Najnowsze wpisy


cze 09 2003 spadochroniarka... ;-)
Komentarze: 1

Zawsze jak siedze sama w domq wieczorami, to mam dziwny nastruj...  Przez otwarte okno dobiegają glosy rzucajacych miesem kolesi... Zycie jest piekne... ale dlaczego musi byc takie trudne i skomplikowane... co prawda nikt nie obecywal, ze bedzie latwo i dotrzymuje slowa... Zeby jeszcze nie ten PMS, to moze jakos by to bylo, ale jak sie cos pie*doli, to wszystko na raz... Dzisiaj sprawdzalam, czy umiem latac... hmm... nie umiem... Upadek ze schodow troche bolal... Na szczescie mi nic powaznego sie nie stalo, ale schody troche ucierpialy... ;-)  Zarty zartami, ale przestraszylam sie bardzo kiedy stracilam rownowage a poreczy nie bylo pod reka... Przezycie bylo calkiem ciekawe, a jaaaaaki telemark mialam na koncu.... Dzisiaj mam zly dzien, ak pech to pech.... Nabawilam sie tyle blizn, ze wystarczy mi na najblizsze miesiace...

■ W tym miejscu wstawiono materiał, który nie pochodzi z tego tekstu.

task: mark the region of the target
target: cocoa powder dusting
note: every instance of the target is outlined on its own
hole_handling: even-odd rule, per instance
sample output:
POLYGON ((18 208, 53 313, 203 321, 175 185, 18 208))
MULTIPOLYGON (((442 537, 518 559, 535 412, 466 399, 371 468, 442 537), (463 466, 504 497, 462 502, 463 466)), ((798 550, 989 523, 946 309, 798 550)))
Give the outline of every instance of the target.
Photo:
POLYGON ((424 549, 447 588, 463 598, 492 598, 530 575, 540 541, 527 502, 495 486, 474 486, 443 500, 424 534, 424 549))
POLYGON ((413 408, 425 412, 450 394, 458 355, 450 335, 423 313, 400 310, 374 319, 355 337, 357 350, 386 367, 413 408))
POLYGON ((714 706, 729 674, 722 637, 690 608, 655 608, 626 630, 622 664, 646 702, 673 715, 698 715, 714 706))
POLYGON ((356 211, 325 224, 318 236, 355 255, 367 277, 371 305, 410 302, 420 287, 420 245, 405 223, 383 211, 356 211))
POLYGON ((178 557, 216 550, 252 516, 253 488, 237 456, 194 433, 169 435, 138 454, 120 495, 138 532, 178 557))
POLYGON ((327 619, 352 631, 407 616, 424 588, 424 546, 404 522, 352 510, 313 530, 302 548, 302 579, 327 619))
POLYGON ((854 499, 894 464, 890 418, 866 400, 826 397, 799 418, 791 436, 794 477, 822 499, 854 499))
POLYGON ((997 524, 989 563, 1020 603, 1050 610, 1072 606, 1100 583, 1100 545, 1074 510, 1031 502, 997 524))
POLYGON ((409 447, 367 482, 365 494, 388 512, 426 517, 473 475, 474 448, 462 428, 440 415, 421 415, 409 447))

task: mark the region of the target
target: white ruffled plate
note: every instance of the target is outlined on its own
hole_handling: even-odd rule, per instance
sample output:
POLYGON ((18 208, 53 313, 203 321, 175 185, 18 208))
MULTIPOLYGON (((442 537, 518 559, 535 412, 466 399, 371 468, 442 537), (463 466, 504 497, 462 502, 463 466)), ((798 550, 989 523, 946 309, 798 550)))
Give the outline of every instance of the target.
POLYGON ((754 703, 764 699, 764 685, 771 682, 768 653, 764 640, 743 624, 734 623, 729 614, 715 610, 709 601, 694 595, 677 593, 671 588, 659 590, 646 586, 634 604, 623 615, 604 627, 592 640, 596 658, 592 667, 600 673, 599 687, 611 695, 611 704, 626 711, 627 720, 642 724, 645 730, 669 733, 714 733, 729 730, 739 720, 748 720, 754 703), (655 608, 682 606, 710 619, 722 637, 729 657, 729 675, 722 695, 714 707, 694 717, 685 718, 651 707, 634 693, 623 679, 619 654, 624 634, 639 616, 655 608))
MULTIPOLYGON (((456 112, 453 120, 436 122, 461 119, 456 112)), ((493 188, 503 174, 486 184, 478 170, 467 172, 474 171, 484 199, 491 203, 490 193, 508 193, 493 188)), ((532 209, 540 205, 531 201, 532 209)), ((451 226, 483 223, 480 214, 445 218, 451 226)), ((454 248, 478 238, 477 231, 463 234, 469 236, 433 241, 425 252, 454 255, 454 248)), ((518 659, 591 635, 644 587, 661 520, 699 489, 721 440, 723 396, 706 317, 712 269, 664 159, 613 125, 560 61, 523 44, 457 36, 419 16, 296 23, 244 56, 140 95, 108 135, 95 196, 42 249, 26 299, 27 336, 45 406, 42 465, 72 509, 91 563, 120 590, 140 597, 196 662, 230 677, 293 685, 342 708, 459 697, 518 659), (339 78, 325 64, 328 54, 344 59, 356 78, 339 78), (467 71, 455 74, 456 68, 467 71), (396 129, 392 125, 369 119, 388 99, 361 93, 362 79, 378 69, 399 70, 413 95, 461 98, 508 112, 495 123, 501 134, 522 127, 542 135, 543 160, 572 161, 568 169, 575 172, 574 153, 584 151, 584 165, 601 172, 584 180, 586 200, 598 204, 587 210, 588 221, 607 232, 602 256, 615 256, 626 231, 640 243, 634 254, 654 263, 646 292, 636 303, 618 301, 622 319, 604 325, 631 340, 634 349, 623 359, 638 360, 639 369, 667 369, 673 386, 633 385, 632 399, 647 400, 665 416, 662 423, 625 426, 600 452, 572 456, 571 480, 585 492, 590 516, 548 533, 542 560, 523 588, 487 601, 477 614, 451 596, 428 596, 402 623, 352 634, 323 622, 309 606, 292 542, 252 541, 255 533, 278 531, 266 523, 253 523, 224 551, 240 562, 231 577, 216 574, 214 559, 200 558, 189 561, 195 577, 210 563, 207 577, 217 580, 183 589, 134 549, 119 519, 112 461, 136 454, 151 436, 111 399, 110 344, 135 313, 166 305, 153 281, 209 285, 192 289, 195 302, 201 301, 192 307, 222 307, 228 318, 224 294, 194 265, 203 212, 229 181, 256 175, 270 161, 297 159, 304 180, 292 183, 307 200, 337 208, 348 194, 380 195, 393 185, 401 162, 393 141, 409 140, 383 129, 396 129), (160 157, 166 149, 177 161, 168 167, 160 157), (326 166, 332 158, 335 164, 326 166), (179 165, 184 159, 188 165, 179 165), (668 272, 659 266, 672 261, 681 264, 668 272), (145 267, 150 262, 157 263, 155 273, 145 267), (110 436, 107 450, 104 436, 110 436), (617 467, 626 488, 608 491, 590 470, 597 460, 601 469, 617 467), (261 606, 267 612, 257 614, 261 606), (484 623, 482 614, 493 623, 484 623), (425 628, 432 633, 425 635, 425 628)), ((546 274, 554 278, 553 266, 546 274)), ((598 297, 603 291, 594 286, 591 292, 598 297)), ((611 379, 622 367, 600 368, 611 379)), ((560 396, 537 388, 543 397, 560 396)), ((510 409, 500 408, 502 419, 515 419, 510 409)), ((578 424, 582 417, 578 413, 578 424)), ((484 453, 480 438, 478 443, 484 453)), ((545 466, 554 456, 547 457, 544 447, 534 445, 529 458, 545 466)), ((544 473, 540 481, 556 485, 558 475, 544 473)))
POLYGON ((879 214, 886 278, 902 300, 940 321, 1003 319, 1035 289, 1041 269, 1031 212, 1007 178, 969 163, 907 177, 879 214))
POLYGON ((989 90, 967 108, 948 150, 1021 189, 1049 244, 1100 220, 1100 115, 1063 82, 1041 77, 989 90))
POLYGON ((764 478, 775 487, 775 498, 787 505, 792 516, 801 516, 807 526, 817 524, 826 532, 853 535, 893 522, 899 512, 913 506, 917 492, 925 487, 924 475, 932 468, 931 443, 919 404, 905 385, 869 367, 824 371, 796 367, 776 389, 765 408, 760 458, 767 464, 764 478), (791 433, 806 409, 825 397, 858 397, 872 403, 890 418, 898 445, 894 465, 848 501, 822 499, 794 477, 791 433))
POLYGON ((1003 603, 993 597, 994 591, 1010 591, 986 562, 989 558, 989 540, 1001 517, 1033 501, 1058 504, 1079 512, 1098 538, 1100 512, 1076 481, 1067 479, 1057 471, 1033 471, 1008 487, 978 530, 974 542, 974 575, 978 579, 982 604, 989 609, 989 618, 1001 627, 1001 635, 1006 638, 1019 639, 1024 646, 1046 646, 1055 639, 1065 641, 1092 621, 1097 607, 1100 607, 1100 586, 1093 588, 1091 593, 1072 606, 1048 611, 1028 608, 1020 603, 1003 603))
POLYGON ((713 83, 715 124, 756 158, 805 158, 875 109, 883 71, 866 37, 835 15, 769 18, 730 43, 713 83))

A ON? Co on mnie obchodzi... ma ciekawsze zajecia? Spox, kiedys sytuacje sie odwroca, wtedy zobaczymy kto sie bedzie smial ostatni... Ja jak zawsze spadne na cztery lapy ( w moim przypadku, nalezy brac to powiedzenie doslownie) ;-)

migothka : :
cze 05 2003 Mowiles, ze to Ty zawsze...
Komentarze: 3

Mowiles, ze to zawsze Ty dzwonisz, ze mi nie zalezy, ze spotykamy sie z Twojej inicjatywy... Zaprzeczalam, bo to nie jest prawda. Poprostujestes bardzo zajety i czekam na znak od Ciebie, czekam az dasz mi sygnal, ze juz zalatwiles wszystkie swoje sprawy dnia codziennego, czekam az powiesz, ze teraz jest moj czas, czas dla mnie i dla mnie i tylko dla mnie. Zapytales co bym zrobila, gdybys ktoregos dnia nie zadzwonil... Odpowiedz jest prosta..., ja bym zadzwonila... Teraz widze, ze to ne jest takie oczywiste jakby sie wydawalo... Przez caly dzien nie dawales znaku zycia, wiec co ja robie...? Dzwonie!  Telefonu domowego nie odbierasz... nie ma Cie w domu? Telefon komorkowy jest wylaczony... jestes na waznym spotkaniu?  Hmm... Zostawilam Ci wiadomosc na gg. Juz zrobilam wszystko, albo prawie wszystko, teraz Twoja sprawa co Ty z tym zrobisz... Ale chce zebys wiedzial, ze to pomowienie, ze kiedy Ty nie zadzwonisz, to ja napewno nie upomne sie o spotkanie, jest nieprawdziwe...  Nie wierzyles? No to masz!

migothka : :
maj 22 2003 3xB (bieda, ból, bezużyteczność)
Komentarze: 1

Chyba na starość robie sie co raz bardziej sentymentalna... Czy moje poczucie krzywdy innego czowieka wzrasta wraz z wiekiem? Czymusze być az tak wrażliwa na nieszczęście innych? Aż żal za d*** ściska kiedy widzę te brudne, godne i niedomyte dzieci chodzące po ulicach i zaglądajace przez witryny sklepowe. Wiem, ze takie jest życie, że jedni mają wszystko a inni nie mają nic, że od dawien dawna istniala bieda. Mimo tej mojej "wiedzy" nie potrafie sie pogodzić z tym stanem rzeczy. Chociaż nie wiem jak bardzo bylabym bogata, kochana i zakochana, to i tak nie bede nigdy szczesliwa mijajac na ulicy ludzi którym sie nie powiodlo. Dostaje qrwicy, kiedy stykam sie z ludźmi kompletnie nie czulymi na takie zjawisko jak glód czy nieszczescie....... Moi drodzy, taki pojebany porządek świata jaki mamy obecnie zawdzieczamy wlaśnie Wam-zaklamanym hipokrytom, których dobro i spokój innych nic a nic nie interesuje... WIELKIE "DZIĘKI"!!!!!

migothka : :
maj 13 2003 Kochać
Komentarze: 3

Kochać... jak to łatwo powiedzieć... Od zawsze obserwuje sie ludzi, prawie dzieci, dziewczyny, które spotkając pierwszego lepszego chopaka, który sie w jakiś sposób  nimi zainteresowa, mówią mu, że go kochają, że to ten jedyny, blablabla

Ja, mając tyle lat co mam, nie wiem co to jest milość, boje sie używać tego slowa, boję się myśleć o milości, boję się stwierdzenia "na cale życie" "na zawsze". Nie sądzę, że te podlotki, które widze codziennie na ulicach, mają jakiekolwiek pijęcie o kochaniu...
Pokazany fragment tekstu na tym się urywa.